Answer
The solutions are $x = \frac{1}{2}$ and $x = 1$.
Work Step by Step
We have a quadratic equation, which is in the form $ax^2 + bx + c = 0$.
To factor the quadratic trinomial, look for the factors of the product $ac$ that when added together equals $b$.
The trinomial has $ac=2(1)=2$ and $b=-3$. The product is positive while the sum is negative. This means that both factors must be negative. Thus, the only possible factors are:
$-2$ and $-1$ (note that the sum is $-3$)

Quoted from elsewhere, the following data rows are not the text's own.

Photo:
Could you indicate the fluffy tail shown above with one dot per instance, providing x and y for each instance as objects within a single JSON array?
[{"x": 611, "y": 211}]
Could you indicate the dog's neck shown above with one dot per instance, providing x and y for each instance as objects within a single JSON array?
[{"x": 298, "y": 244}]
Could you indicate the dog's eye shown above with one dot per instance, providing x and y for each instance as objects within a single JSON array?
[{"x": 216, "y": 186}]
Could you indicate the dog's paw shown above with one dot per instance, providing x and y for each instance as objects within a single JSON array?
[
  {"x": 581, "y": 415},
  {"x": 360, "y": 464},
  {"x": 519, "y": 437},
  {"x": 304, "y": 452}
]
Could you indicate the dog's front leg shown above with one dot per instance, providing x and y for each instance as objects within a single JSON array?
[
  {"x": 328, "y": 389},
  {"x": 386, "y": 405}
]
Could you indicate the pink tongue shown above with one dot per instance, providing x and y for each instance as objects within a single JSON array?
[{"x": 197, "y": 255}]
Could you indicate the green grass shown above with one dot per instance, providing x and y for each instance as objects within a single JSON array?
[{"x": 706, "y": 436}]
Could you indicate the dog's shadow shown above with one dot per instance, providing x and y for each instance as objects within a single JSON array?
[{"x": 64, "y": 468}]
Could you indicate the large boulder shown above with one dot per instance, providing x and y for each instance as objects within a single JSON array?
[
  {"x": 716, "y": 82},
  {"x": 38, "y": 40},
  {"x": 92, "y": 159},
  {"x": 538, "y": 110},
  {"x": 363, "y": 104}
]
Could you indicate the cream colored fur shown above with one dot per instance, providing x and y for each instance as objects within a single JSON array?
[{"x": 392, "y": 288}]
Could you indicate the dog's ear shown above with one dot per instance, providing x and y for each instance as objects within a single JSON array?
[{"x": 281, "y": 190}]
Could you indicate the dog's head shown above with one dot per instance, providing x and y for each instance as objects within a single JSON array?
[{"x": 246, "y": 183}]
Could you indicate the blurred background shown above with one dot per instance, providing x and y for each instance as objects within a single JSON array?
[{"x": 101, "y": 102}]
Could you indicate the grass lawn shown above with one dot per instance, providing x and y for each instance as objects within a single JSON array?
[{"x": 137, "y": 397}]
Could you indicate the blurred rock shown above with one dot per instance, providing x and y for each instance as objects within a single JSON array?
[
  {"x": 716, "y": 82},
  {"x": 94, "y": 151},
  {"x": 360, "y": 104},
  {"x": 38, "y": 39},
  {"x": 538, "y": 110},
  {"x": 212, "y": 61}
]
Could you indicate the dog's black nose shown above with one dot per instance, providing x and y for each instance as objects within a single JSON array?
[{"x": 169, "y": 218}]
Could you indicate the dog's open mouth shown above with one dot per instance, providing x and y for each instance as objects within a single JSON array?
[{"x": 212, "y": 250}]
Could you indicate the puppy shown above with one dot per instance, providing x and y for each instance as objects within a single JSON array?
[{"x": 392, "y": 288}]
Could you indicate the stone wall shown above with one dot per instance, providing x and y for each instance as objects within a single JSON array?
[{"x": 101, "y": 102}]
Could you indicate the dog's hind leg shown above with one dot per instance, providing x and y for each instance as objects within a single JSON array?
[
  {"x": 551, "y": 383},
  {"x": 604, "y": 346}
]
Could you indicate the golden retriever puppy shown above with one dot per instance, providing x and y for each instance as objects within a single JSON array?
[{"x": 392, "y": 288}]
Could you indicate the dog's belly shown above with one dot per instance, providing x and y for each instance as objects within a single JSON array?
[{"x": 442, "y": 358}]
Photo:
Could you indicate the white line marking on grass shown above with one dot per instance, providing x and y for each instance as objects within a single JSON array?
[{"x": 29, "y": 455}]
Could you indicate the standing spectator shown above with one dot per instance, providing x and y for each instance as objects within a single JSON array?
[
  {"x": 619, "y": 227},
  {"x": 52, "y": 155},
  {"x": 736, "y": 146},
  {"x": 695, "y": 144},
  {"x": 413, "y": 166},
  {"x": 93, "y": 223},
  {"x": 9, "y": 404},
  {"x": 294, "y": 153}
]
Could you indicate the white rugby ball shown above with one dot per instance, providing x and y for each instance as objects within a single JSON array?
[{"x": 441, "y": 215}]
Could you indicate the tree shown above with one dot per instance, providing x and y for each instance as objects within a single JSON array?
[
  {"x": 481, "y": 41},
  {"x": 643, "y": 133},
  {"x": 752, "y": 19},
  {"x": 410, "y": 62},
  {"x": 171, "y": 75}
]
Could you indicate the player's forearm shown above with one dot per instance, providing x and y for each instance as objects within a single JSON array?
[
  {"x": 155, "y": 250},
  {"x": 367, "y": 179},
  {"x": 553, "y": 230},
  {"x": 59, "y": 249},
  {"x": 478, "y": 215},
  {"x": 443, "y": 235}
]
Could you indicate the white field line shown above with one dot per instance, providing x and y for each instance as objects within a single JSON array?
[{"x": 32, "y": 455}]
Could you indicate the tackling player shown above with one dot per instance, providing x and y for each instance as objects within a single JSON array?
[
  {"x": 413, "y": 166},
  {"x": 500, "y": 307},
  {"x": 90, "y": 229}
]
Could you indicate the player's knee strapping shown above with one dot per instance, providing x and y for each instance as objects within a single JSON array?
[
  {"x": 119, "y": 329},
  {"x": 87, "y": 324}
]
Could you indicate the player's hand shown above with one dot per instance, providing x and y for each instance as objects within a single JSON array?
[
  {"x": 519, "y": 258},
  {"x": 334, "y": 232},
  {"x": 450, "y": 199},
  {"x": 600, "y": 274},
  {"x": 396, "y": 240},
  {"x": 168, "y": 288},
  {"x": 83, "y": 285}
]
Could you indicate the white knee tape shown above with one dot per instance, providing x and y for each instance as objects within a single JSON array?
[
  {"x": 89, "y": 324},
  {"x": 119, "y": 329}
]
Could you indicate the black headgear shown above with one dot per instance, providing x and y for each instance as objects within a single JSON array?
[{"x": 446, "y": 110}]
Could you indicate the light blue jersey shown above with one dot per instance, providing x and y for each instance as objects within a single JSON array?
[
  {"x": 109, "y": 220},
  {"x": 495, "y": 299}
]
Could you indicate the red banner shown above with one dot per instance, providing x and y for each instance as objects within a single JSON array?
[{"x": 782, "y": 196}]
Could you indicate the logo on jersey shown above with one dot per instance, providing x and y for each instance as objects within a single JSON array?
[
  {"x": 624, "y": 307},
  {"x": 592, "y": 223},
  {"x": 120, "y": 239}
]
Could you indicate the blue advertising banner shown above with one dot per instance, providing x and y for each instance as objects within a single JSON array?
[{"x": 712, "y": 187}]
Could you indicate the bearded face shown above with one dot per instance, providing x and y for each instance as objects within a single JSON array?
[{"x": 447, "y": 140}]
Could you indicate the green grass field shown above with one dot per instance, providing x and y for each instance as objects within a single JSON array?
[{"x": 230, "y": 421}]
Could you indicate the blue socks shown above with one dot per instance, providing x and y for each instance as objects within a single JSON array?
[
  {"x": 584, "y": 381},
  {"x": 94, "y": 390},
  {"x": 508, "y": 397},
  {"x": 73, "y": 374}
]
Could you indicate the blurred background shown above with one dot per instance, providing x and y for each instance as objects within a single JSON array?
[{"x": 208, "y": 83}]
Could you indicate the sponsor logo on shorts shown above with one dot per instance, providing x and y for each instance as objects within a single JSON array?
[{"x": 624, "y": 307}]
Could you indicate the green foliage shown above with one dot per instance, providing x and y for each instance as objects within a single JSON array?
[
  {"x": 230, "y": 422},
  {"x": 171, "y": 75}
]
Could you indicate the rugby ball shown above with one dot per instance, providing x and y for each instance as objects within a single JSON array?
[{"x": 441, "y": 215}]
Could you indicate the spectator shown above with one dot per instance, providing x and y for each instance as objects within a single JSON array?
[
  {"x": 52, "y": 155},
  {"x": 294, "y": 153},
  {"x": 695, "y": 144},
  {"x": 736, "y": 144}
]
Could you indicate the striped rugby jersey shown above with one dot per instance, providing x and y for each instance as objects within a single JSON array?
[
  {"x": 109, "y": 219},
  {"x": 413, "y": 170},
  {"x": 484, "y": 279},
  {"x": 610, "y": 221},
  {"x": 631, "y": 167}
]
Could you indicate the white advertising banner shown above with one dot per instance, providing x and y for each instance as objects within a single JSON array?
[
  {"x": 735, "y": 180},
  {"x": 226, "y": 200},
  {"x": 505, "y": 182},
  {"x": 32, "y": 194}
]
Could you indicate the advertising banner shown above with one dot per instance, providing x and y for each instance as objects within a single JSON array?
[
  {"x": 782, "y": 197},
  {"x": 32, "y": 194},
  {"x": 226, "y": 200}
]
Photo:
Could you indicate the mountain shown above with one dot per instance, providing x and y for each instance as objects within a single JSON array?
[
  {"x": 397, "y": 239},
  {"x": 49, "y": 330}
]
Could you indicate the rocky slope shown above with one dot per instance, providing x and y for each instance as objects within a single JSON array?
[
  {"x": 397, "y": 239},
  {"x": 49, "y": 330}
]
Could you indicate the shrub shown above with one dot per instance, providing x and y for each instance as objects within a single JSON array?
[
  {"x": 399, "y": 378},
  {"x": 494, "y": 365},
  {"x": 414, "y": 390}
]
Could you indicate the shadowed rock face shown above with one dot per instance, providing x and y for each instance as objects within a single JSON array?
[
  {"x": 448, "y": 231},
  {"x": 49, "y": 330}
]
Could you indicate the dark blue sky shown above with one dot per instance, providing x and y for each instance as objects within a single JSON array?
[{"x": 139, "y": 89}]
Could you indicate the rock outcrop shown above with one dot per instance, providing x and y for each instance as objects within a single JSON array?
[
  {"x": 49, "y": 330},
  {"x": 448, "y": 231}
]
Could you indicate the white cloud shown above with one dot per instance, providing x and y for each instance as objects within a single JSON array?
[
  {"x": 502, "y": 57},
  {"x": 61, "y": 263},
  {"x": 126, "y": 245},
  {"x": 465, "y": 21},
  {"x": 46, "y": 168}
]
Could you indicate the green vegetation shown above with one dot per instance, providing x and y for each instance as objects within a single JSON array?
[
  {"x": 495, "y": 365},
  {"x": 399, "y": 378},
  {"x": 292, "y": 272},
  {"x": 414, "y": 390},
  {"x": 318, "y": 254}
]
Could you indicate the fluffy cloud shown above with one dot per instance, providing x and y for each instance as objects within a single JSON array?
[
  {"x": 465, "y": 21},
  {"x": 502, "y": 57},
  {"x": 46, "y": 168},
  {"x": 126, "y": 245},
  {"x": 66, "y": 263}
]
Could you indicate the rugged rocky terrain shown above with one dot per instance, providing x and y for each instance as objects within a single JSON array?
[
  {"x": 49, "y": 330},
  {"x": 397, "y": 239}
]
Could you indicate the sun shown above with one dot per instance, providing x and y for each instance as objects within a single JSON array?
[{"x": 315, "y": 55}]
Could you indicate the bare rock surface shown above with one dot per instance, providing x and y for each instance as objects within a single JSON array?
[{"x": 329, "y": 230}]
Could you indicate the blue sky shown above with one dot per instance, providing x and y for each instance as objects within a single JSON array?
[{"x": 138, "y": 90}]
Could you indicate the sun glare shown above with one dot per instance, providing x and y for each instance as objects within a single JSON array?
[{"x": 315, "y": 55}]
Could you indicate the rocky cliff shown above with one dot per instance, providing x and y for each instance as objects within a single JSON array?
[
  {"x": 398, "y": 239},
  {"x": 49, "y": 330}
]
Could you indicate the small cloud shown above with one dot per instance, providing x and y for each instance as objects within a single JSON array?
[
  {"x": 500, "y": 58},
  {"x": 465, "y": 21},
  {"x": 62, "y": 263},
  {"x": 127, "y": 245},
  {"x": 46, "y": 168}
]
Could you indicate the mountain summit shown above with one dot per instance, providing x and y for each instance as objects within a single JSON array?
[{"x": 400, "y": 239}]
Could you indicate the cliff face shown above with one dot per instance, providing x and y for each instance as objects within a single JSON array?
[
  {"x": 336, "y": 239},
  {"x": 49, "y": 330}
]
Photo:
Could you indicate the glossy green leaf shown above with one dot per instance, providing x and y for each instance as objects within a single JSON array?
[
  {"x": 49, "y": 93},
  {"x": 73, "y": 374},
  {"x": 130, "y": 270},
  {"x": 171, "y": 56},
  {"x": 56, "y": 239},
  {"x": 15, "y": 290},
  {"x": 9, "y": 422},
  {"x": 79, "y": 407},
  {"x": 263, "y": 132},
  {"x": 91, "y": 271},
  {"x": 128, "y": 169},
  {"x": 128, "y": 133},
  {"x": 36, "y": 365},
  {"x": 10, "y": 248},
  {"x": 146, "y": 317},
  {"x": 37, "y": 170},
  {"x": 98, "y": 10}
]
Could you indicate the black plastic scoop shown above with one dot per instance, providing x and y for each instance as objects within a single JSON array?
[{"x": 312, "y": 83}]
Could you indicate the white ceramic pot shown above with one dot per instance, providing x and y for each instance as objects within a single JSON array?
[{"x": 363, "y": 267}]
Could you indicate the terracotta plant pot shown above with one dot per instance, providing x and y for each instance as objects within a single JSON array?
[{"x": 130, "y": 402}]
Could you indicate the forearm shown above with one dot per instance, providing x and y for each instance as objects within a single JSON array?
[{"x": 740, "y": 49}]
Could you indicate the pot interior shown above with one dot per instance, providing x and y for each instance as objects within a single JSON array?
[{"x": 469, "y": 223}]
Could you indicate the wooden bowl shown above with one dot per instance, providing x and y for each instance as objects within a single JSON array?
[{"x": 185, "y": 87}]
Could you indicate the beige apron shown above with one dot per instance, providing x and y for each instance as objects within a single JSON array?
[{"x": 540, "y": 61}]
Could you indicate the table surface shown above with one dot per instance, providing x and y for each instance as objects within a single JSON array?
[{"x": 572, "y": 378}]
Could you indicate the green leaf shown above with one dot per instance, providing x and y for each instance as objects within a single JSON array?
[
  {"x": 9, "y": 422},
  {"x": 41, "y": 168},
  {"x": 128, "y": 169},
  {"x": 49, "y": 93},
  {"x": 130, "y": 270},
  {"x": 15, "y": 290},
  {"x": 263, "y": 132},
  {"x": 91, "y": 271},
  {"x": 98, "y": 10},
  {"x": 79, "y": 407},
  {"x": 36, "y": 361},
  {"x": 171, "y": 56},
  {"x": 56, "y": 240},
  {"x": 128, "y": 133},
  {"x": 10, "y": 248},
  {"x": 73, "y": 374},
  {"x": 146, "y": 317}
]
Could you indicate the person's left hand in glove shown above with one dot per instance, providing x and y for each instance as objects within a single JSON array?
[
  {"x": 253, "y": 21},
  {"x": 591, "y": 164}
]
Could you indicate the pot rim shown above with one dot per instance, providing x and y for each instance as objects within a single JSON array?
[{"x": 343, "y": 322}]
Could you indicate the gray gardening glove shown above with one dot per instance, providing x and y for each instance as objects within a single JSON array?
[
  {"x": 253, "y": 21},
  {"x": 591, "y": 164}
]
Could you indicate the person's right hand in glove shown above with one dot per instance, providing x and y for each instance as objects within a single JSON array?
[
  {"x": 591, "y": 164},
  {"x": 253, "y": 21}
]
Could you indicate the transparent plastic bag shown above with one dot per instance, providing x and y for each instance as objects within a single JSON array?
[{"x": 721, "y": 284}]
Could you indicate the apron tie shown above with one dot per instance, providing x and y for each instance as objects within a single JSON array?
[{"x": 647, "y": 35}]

Rewrite the middle term of the trinomial using $-2$ and $-1$ to obtain:
$$2x^2 - 2x - x + 1 = 0$$
Group the first two terms together and group the last two terms together:
$$(2x^2 - 2x) + (-x - 1) = 0$$
Factor out the GCF in the first group and factor out $-1$ in the second group:
$$2x(x - 1) + (-1)(x - 1) = 0$$
Factor the GCF of the two groups, which is $x-1$:
$$(2x - 1)(x - 1) = 0$$
Solve the equation using the Zero-Product Property by equating each factor to $0$, then solve each equation.
First factor:
$2x - 1 = 0$
$2x = 1$
Divide each side by $2$:
$x = \frac{1}{2}$
Second factor:
$x - 1 = 0$
$x = 1$
The solutions are $x = \frac{1}{2}$ and $x = 1$.